Wow.... I'm at least in a little better of a mood....
So I go to DMV today to register my Elantra and they wont take the check that #1 Cochran sent me because it was written for too much.... Mark this day down in history as the only day Virginia did not want to take money. Honestly tho, its pretty stressful.... I gotta get #1 Cochran to somehow send me a check that is written to me... and this all has to happen in like a week before my temporary registration runs out. Then, on my way back from there I called my dad and he tells me that he told me that something is wrong with my Sammy.... looks like a wheel bearing is shot.... Its not the end of the world, but it's still something that I would rather not have to deal with.

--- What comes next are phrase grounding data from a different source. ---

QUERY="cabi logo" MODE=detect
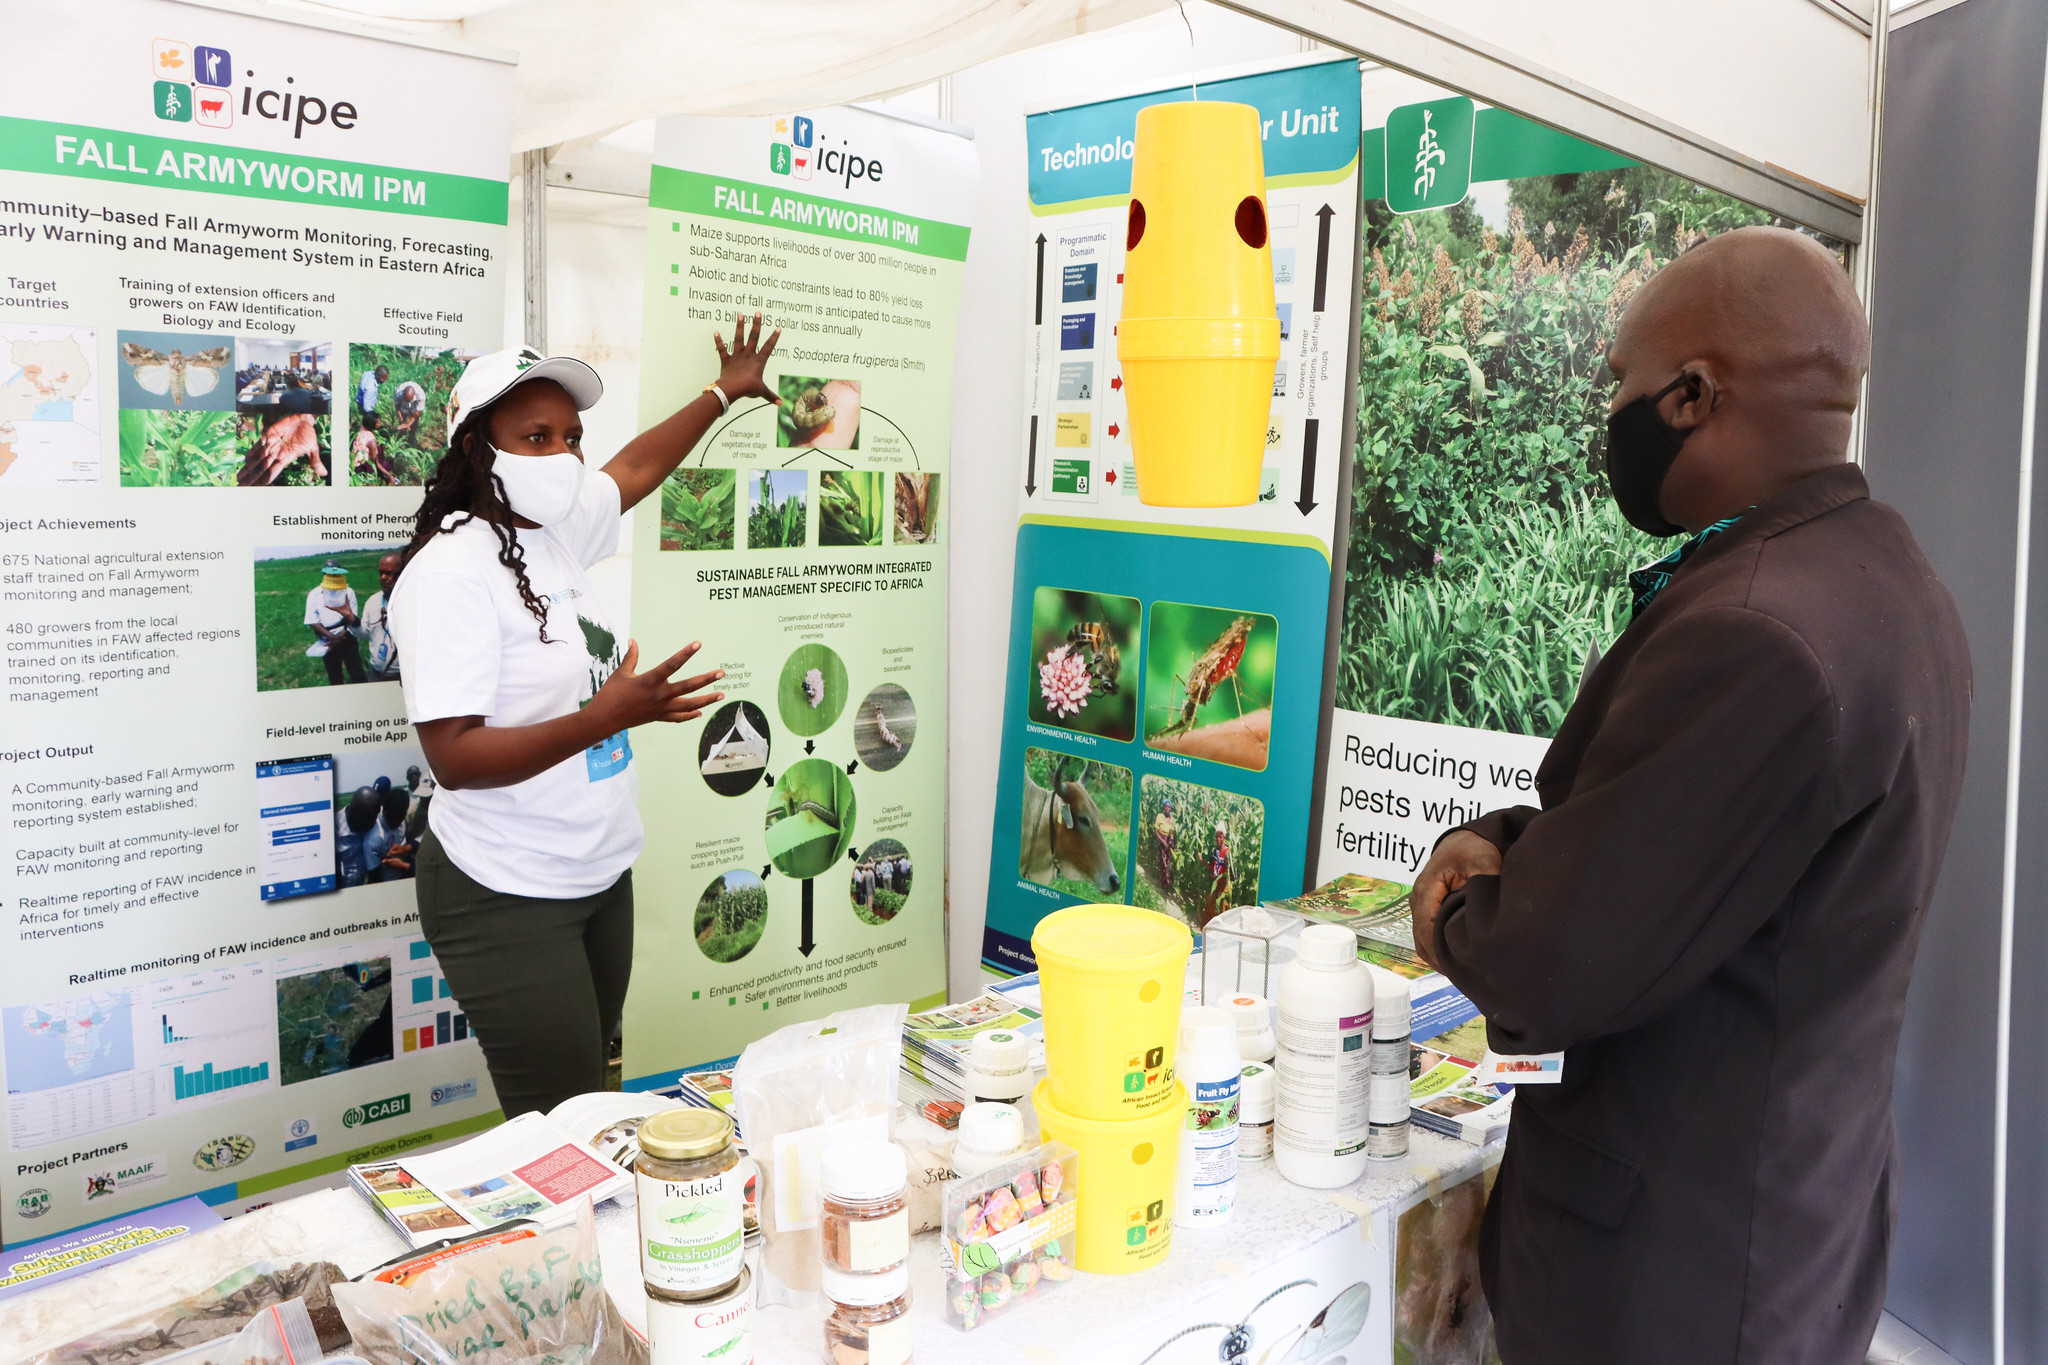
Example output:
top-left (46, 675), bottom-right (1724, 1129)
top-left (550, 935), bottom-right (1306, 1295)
top-left (344, 1092), bottom-right (412, 1128)
top-left (150, 37), bottom-right (361, 139)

The worst thing going on right now is some of my thought patterns. I havent been getting much sleep and I have been really busy and really stressed recently so maybe that has some to do with it.... but last night I was thinking back and in all honesty, the only person I ever dated that honestly made me feel like someone was Kendra. I could tell that she was attracted to me and really cared about me.... the attraction thing was a big thing... Now, the Kendra relationship had alot of downfalls and it really got ugly.... but she was attracted to me.... and in all honesty, the first couple months I dated Kendra was the ONLY time in my life that I ever felt that I was attractive. I know that this is typically a "girl thing" but there are days where I look in the mirror and I just think "how could anyone be attracted to this" ..... And honestly, the only times I've ever been told I was attracted were when someone was forced to. For instance, I'd tell Tiff or whoever that they were attractive and as a result, they felt obligated to tell me the same.... I never felt wanted.... and add to this that soooo many people tell me that I'm such a great guy and I'm an awesome person and that anyone would be lucky to be with me.... yet my relationships end in disaster.... the only thing I can figure is eventually people are just not willing to stay with someone they are not attracted to.
Yes, I know God made me special.... but these are some things that have been on my mind that are just killing me. I'm glad to be who I am... I just wish that maybe I was a little more attractive?